Friday, April 22, 2011

A New View of Good Friday

Today is Good Friday, the anniversary of the crucifixion of Jesus. For Jews this was a time fraught with danger. As Christians poured into their churches to hear how the Jews murdered their God, they often poured out of their churches to murder Jews. This is less likely to happen today, though I had a fascinating conversation with a Catholic priest the other day who suggested the times they are a changin’.

It seems the Church is changing the phrase “Christ died for all” to “Christ died for many.” In other words He died only for those who believe in Him, everyone else is damned. The Jews being the consummate outsiders are not included in Christ’s salvific act of sacrifice, and this may, my friend said, lead to renewed anti-Semitism.

While I don’t expect my Catholic neighbors to engage in pogroms anytime soon, he does raise an interesting point: for whom did Christ die?

I don’t believe in substitutionary atonement: no one can pay for another’s sin. I believe in the Gospel According to Pottery Barn: you break it; you buy it. So let me suggest a radically new understanding of Good Friday: God didn’t die for our sins, God died for God’s sins.

God finally realized that He was responsible for the sins of the world. It was His rejection of Cain that led to the killing of Abel. It was He who murdered almost all life in the Flood. It was He who sanctioned genocide after genocide, and called for the slaughter of hundreds of millions of animals. After centuries of this madness, He was, as the Hebrew prophets revealed, sick of it. He just wanted people to be good to one another. But what could He do to make amends and get this message across?

God chose to become one of us to teach us the new Way: the way of love. No temples, no priests, no rabbis, just people loving one another. And then, to make amends for all the killing He had caused, He allowed Himself to be killed as well.

God died for His sins, not ours. And having died for His sins, God can no longer be used as an excuse for our sins. God changed when He died at the Cross. Unfortunately we did not. We kept to the old ways, the ways of worshipping gods who commend and command what would otherwise be thought of as evil. We made of God’s atoning cross a sword with which to continue the bloodstained madness of the now dead god.
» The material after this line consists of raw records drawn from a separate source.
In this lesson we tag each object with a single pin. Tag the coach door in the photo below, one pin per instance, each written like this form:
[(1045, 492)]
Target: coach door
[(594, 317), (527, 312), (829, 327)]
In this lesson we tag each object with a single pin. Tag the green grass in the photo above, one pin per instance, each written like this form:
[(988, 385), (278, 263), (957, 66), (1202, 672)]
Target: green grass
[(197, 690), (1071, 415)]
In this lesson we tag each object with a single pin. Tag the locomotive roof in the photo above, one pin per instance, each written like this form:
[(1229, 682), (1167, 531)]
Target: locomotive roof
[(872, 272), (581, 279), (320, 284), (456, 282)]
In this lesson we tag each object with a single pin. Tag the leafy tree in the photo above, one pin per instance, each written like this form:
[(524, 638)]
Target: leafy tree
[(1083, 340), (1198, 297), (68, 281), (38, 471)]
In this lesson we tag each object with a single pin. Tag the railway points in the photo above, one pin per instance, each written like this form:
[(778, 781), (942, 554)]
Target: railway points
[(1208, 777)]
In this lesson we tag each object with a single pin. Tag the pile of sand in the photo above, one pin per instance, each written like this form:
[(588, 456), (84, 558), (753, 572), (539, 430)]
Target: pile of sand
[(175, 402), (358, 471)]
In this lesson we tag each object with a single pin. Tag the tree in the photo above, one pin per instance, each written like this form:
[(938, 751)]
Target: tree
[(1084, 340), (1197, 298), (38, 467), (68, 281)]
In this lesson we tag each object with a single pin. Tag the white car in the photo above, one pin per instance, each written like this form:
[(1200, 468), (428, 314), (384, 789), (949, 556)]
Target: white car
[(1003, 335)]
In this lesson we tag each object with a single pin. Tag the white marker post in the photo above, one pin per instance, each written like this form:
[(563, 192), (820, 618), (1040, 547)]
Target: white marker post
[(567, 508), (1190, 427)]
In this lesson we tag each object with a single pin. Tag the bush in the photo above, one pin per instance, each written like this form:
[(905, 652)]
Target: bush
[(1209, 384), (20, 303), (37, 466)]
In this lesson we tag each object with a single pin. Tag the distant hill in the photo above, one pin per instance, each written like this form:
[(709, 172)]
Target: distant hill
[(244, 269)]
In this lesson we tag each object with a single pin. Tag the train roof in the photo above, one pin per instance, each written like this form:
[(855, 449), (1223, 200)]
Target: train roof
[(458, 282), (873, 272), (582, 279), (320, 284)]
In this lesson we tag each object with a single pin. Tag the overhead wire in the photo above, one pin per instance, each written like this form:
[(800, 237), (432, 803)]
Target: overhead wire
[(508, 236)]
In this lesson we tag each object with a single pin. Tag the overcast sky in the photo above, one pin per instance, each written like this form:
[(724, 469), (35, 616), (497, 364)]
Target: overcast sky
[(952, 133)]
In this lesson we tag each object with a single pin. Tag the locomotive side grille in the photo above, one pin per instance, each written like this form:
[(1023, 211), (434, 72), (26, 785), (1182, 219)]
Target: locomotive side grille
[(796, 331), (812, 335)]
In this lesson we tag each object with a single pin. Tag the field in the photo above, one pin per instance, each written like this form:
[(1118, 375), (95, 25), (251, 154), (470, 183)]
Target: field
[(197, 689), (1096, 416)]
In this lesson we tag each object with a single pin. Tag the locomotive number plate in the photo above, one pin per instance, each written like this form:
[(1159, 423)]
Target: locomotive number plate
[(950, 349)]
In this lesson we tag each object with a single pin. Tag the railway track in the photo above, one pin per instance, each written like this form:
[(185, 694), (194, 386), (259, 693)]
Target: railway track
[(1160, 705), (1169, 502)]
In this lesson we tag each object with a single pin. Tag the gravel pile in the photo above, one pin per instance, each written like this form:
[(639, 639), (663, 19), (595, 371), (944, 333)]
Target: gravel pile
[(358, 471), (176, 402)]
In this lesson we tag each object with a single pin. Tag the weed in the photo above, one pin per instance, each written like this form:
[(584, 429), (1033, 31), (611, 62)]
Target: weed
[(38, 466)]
So Good Friday must be reinterpreted. Good Friday is the day that God died for His sins that you and I might stop killing in His Name. Good Friday should be the day we stop fostering hate and hurt and murderous acts in His Name. It should be, but I doubt it will be.

4 comments:

Steve Frazee said...

Great post Rami!

Karen said...

If Jesus ever came back I'd feel sorry for him because he has a lot of people that think he is going to do everything for them, that's for sure. I like your interpretation. Perhaps Jesus just died for wearing his heart on his sleeve and saying what he believed.

Peter Schogol said...

Brilliant!

Bill Scott said...

St. Paul's Epistle to the Romans 5:8 says, " But God demonstrates his own love for us, in that while we were still sinners, Christ died for us."

It doesn't say "some" or "many," but rather, "Christ died for us."

The problem of "many" stems from the Latin version of the Roman Missal, the prayer book used in Catholic churches.

The prayer of consecration says in Latin "...pro multis..." but was translated "for all" in English:

"Take this, all of you, and eat it:
this is my body which will be given up for you.
Take this, all of you, and drink from it:
this is the cup of my blood,
the blood of the new and everlasting covenant.
It will be shed for you and for all
so that sins may be forgiven.
Do this in memory of me."

The Catholic Church isn't changing its attitudes towards Jews, or anyone else, just trying to translate the Latin into English, which we all know shouldn't be done WORD FOR WORD. We'll see what happens when this new translation starts to be used in November.